Live album by Richard Pryor
- Released: May 1974 (Partee/Stax) November 10, 1975 (Reprise)
- Recorded: Early 1974
- Venue: Soul Train nightclub (San Francisco)
- Genre: Stand-up comedy
- Length: 33:38
- Producers: Ron de Blasio & Richard Pryor

Richard Pryor chronology
| Craps (After Hours) (1971) | That Nigger's Crazy (1974) | ...Is It Something I Said? (1975) |

= That Nigger's Crazy =

That Nigger's Crazy is the third album by American comedian Richard Pryor. It was recorded live at Don Cornelius' and Dick Griffey's Soul Train nightclub in early 1974. The album's title was derived from a remark made by Pryor himself in Wattstax.

Initially released on Stax Records under their "Partee" imprint, the album's success was temporarily derailed by the sudden closing of Stax later in 1974. Pryor regained control of the master rights to the album and signed with Warner Bros. Records almost immediately; the album was reissued on November 10, 1975, on their Reprise subsidiary, three months after Pryor's ...Is It Something I Said? was released.

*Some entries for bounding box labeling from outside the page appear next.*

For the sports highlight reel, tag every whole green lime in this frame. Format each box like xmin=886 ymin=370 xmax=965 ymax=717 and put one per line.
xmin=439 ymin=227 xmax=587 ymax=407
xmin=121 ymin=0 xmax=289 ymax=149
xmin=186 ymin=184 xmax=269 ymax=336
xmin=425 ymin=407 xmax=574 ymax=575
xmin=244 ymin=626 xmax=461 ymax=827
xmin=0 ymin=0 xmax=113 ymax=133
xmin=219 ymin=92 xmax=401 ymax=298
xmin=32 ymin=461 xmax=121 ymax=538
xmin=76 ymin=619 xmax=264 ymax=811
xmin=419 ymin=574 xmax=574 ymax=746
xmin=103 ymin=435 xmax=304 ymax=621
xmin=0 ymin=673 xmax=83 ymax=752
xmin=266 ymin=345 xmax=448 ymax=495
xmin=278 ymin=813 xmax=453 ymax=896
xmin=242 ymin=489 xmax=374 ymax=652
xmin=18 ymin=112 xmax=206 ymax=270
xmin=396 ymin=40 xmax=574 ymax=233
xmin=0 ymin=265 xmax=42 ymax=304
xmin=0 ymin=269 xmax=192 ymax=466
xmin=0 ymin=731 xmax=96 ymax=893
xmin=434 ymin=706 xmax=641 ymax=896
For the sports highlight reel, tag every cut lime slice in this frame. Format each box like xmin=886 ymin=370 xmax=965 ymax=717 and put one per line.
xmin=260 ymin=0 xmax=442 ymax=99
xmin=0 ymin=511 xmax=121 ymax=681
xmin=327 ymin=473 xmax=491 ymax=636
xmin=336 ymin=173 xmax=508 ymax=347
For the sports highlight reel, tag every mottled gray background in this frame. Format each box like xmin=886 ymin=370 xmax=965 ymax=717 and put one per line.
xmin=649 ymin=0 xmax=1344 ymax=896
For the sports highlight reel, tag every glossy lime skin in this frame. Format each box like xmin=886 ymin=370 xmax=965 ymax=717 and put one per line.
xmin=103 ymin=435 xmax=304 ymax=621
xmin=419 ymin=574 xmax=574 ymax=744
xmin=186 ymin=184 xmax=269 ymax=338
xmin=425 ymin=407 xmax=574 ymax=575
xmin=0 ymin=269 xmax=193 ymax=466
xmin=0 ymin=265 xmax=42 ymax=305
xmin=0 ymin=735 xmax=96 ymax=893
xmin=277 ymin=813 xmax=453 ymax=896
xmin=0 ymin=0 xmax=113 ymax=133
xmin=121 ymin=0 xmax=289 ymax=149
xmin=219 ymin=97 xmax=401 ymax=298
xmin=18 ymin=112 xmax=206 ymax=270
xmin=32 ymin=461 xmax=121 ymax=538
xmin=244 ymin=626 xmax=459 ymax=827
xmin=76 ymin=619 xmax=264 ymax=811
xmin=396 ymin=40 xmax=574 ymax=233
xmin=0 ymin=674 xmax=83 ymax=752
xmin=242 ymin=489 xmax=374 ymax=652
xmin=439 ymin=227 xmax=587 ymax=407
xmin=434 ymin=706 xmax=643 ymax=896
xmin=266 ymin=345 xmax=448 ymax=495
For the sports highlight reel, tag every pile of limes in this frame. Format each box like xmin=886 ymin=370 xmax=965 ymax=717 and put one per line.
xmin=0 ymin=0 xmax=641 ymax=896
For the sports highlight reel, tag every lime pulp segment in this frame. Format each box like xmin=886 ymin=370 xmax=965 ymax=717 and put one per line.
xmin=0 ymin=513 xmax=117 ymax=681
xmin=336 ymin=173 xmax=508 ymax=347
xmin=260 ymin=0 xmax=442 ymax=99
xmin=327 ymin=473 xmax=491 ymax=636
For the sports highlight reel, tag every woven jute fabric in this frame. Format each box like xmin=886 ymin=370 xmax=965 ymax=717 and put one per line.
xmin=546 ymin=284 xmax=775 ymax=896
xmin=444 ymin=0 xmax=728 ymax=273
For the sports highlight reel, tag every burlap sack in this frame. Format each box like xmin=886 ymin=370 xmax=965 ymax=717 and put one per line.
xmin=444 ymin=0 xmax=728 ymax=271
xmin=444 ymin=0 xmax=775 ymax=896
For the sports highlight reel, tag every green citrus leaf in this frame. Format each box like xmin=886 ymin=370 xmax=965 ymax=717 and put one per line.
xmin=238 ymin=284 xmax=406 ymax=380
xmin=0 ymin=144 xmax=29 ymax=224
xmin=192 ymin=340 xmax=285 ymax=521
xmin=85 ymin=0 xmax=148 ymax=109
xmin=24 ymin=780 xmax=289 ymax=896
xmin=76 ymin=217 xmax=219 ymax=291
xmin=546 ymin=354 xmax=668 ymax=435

The comedy album found its way to Billboard music charts where it went #1 on its R&B/Soul Albums chart for four weeks. It won the Grammy Award for Best Comedy Album for 1974.

The album received much praise and sold 500,000 copies, also winning a Grammy Award.

The album cover's rainbow border mimicked Barry White's 1973 album cover for Stone Gon'.

Professional ratings
Review scores
| Source | Rating |
| Allmusic | Star |
| Christgau's Record Guide | A |

==Track listing==

| No. | Title | Length |
|---|---|---|
| 1. | "I Hope I'm Funny" | 3:28 |
| 2. | "Nigger with a Seizure" | 5:24 |
| 3. | "Have Your Ass Home by 11:00" | 2:30 |
| 4. | "Black & White Life Styles" | 3:43 |
| 5. | "Exorcist" | 1:53 |
| 6. | "Wino Dealing with Dracula" | 2:11 |
| 7. | "Flying Saucers" | 1:09 |
| 8. | "The Back Down" | 3:37 |
| 9. | "Black Man/White Woman" | 0:55 |
| 10. | "Niggers vs. Police" | 1:42 |
| 11. | "Wino & Junkie" | 7:06 |
| Total length: |  | 33:38 |

==Certifications==

| Region | Certification | Certified units/sales |
| United States (RIAA) | Gold | 500,000^{^} |
^{^} Shipments figures based on certification alone.